Software such as ImageJ propose a wide range of automatic threshold methods, both global and local.
=== Benefits of Local Thresholding Over Global Thresholding ===

- Adaptability to Local Image Characteristics: Local thresholding can adapt to variations in illumination, contrast, and texture within different parts of the image. This adaptability helps in handling images with non-uniform lighting conditions or complex textures.
- Preservation of Local Details: By applying tailored thresholds to different regions, local thresholding can preserve fine details and edges that might be lost in global thresholding, especially in areas with varying intensities or gradients.
- Reduced Sensitivity to Noise: Local thresholding can be less sensitive to noise compared to global thresholding, as the thresholding decision is based on local statistics rather than the entire image.

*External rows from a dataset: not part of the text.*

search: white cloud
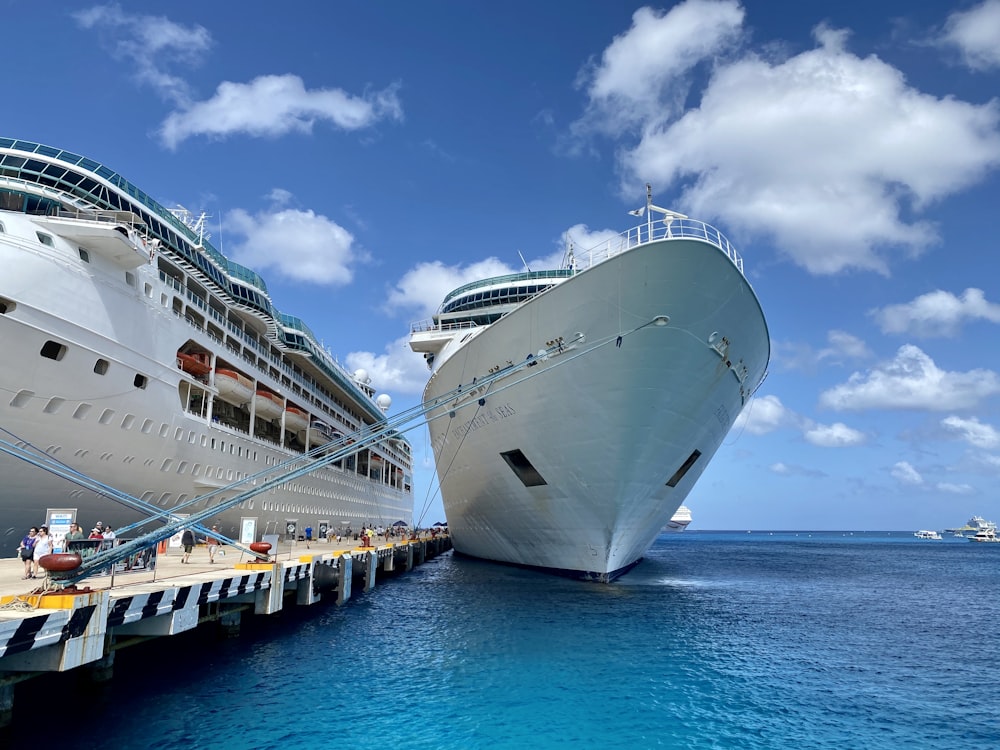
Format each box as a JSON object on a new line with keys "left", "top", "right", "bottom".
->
{"left": 385, "top": 257, "right": 518, "bottom": 321}
{"left": 941, "top": 415, "right": 1000, "bottom": 449}
{"left": 891, "top": 461, "right": 924, "bottom": 485}
{"left": 818, "top": 331, "right": 872, "bottom": 362}
{"left": 936, "top": 482, "right": 975, "bottom": 495}
{"left": 385, "top": 240, "right": 569, "bottom": 321}
{"left": 75, "top": 4, "right": 211, "bottom": 106}
{"left": 345, "top": 336, "right": 430, "bottom": 397}
{"left": 732, "top": 394, "right": 791, "bottom": 435}
{"left": 819, "top": 344, "right": 1000, "bottom": 411}
{"left": 225, "top": 200, "right": 362, "bottom": 285}
{"left": 769, "top": 462, "right": 826, "bottom": 478}
{"left": 870, "top": 288, "right": 1000, "bottom": 337}
{"left": 76, "top": 5, "right": 401, "bottom": 149}
{"left": 939, "top": 0, "right": 1000, "bottom": 71}
{"left": 803, "top": 422, "right": 867, "bottom": 448}
{"left": 575, "top": 1, "right": 745, "bottom": 135}
{"left": 574, "top": 5, "right": 1000, "bottom": 275}
{"left": 160, "top": 75, "right": 402, "bottom": 149}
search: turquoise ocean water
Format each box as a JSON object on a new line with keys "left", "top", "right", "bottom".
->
{"left": 10, "top": 531, "right": 999, "bottom": 749}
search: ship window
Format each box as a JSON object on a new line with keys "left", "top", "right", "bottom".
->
{"left": 0, "top": 220, "right": 5, "bottom": 233}
{"left": 36, "top": 232, "right": 54, "bottom": 247}
{"left": 40, "top": 340, "right": 67, "bottom": 361}
{"left": 121, "top": 414, "right": 135, "bottom": 429}
{"left": 72, "top": 403, "right": 91, "bottom": 420}
{"left": 78, "top": 247, "right": 90, "bottom": 262}
{"left": 141, "top": 419, "right": 153, "bottom": 434}
{"left": 43, "top": 397, "right": 65, "bottom": 414}
{"left": 666, "top": 449, "right": 702, "bottom": 488}
{"left": 134, "top": 373, "right": 147, "bottom": 389}
{"left": 125, "top": 271, "right": 136, "bottom": 287}
{"left": 98, "top": 409, "right": 115, "bottom": 425}
{"left": 94, "top": 359, "right": 109, "bottom": 374}
{"left": 500, "top": 449, "right": 547, "bottom": 487}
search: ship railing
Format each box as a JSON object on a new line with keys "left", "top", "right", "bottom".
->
{"left": 54, "top": 207, "right": 147, "bottom": 228}
{"left": 574, "top": 217, "right": 744, "bottom": 275}
{"left": 410, "top": 319, "right": 478, "bottom": 334}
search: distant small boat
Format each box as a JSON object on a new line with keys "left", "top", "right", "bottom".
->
{"left": 945, "top": 515, "right": 996, "bottom": 537}
{"left": 662, "top": 505, "right": 692, "bottom": 532}
{"left": 969, "top": 527, "right": 999, "bottom": 543}
{"left": 913, "top": 530, "right": 942, "bottom": 540}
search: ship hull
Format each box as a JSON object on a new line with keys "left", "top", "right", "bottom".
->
{"left": 422, "top": 237, "right": 768, "bottom": 581}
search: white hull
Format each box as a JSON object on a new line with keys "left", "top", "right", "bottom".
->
{"left": 415, "top": 233, "right": 768, "bottom": 580}
{"left": 0, "top": 138, "right": 413, "bottom": 540}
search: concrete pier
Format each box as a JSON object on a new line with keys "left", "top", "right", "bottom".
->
{"left": 0, "top": 534, "right": 451, "bottom": 727}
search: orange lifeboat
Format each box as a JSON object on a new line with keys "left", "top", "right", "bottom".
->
{"left": 284, "top": 406, "right": 309, "bottom": 432}
{"left": 177, "top": 351, "right": 211, "bottom": 376}
{"left": 253, "top": 389, "right": 284, "bottom": 421}
{"left": 214, "top": 369, "right": 253, "bottom": 405}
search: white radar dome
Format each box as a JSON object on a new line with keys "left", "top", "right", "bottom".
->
{"left": 353, "top": 368, "right": 371, "bottom": 385}
{"left": 376, "top": 394, "right": 392, "bottom": 412}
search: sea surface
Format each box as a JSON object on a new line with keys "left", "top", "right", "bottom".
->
{"left": 9, "top": 531, "right": 999, "bottom": 749}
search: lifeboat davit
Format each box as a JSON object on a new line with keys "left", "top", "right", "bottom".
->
{"left": 177, "top": 351, "right": 211, "bottom": 376}
{"left": 284, "top": 406, "right": 309, "bottom": 432}
{"left": 253, "top": 389, "right": 284, "bottom": 421}
{"left": 214, "top": 369, "right": 253, "bottom": 405}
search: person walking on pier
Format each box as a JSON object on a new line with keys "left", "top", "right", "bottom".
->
{"left": 18, "top": 527, "right": 37, "bottom": 579}
{"left": 181, "top": 527, "right": 195, "bottom": 563}
{"left": 206, "top": 526, "right": 220, "bottom": 563}
{"left": 32, "top": 526, "right": 53, "bottom": 576}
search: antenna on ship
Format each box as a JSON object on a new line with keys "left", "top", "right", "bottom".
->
{"left": 632, "top": 184, "right": 688, "bottom": 239}
{"left": 168, "top": 205, "right": 212, "bottom": 246}
{"left": 517, "top": 250, "right": 531, "bottom": 273}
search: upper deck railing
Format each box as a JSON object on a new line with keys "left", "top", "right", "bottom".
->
{"left": 573, "top": 216, "right": 743, "bottom": 275}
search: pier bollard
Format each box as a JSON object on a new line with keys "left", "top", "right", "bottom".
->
{"left": 249, "top": 541, "right": 272, "bottom": 563}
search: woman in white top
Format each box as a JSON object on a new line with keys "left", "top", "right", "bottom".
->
{"left": 32, "top": 525, "right": 54, "bottom": 577}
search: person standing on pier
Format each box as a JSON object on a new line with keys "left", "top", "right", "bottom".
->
{"left": 181, "top": 527, "right": 195, "bottom": 563}
{"left": 18, "top": 527, "right": 37, "bottom": 579}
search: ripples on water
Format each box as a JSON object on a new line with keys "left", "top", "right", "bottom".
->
{"left": 11, "top": 532, "right": 999, "bottom": 749}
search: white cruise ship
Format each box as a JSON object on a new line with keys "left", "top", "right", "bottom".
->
{"left": 663, "top": 505, "right": 693, "bottom": 532}
{"left": 410, "top": 193, "right": 769, "bottom": 581}
{"left": 0, "top": 137, "right": 412, "bottom": 542}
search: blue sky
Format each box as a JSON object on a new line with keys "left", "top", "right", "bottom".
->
{"left": 5, "top": 1, "right": 1000, "bottom": 531}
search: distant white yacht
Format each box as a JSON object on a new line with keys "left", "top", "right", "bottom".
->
{"left": 945, "top": 516, "right": 997, "bottom": 537}
{"left": 913, "top": 530, "right": 941, "bottom": 540}
{"left": 663, "top": 505, "right": 693, "bottom": 532}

=== Examples of Algorithms for Local Thresholding ===

- Niblack's Method: Niblack's algorithm computes a local threshold for each pixel based on the mean and standard deviation of the pixel's neighborhood. It adjusts the threshold based on the local characteristics of the image, making it suitable for handling variations in illumination.
- Bernsen's Method: Bernsen's algorithm calculates the threshold for each pixel by considering the local contrast within a neighborhood. It uses a fixed window size and is robust to noise and variations in background intensity.
- Sauvola's Method: Sauvola's algorithm extends Niblack's method by incorporating a dynamic factor that adapts the threshold based on the local contrast and mean intensity. This adaptive factor improves the binarization results, particularly in regions with varying contrasts.

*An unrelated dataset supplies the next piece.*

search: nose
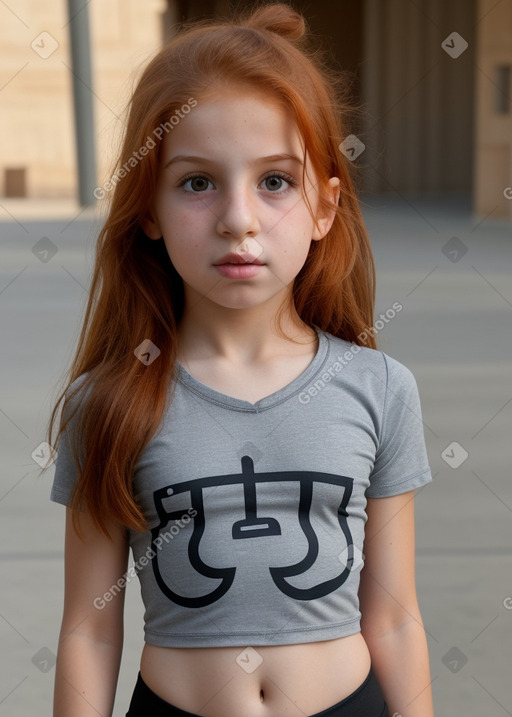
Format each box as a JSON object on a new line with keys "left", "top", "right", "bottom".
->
{"left": 215, "top": 184, "right": 261, "bottom": 240}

==Extensions of binary thresholding==

=== Multi-band images ===
Color images can also be thresholded. One approach is to designate a separate threshold for each of the RGB components of the image and then combine them with an AND operation. This reflects the way the camera works and how the data is stored in the computer, but it does not correspond to the way that people recognize color. Therefore, the HSL and HSV color models are more often used; note that since hue is a circular quantity it requires circular thresholding. It is also possible to use the CMYK color model.

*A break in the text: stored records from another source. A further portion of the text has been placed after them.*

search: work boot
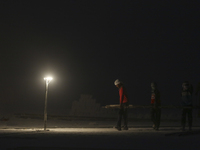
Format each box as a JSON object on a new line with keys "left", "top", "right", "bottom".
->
{"left": 155, "top": 127, "right": 159, "bottom": 131}
{"left": 114, "top": 126, "right": 121, "bottom": 131}
{"left": 123, "top": 126, "right": 128, "bottom": 130}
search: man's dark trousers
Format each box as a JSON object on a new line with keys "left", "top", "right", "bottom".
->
{"left": 117, "top": 103, "right": 128, "bottom": 127}
{"left": 151, "top": 107, "right": 161, "bottom": 129}
{"left": 181, "top": 107, "right": 193, "bottom": 129}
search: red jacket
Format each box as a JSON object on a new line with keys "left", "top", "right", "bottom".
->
{"left": 119, "top": 86, "right": 128, "bottom": 104}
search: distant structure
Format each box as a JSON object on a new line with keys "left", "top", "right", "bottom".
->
{"left": 70, "top": 95, "right": 116, "bottom": 117}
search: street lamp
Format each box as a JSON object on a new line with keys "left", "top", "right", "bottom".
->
{"left": 44, "top": 77, "right": 53, "bottom": 131}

=== Multiple thresholds ===
Instead of a single threshold resulting in a binary image, it is also possible to introduce multiple increasing thresholds $T_n$. In that case, implementing $N$ thresholds will result in an image with $N$ classes, where pixels with intensity $I_{ij}$ such that $T_n < I_{ij} < T_{n+1}$ will be assigned to class $n$. Most of the binary automatic thresholding methods have a natural extension for multi-thresholding.

== Limitations ==
Thresholding will work best under certain conditions :

- low level of noise
- higher intra-class variance than inter-class variance, i.e., pixels from a same group have closer intensities to each other than to pixels of another group,
- homogeneous lighting, etc.

In difficult cases, thresholding will likely be imperfect and yield a binary image with false positives and false negatives.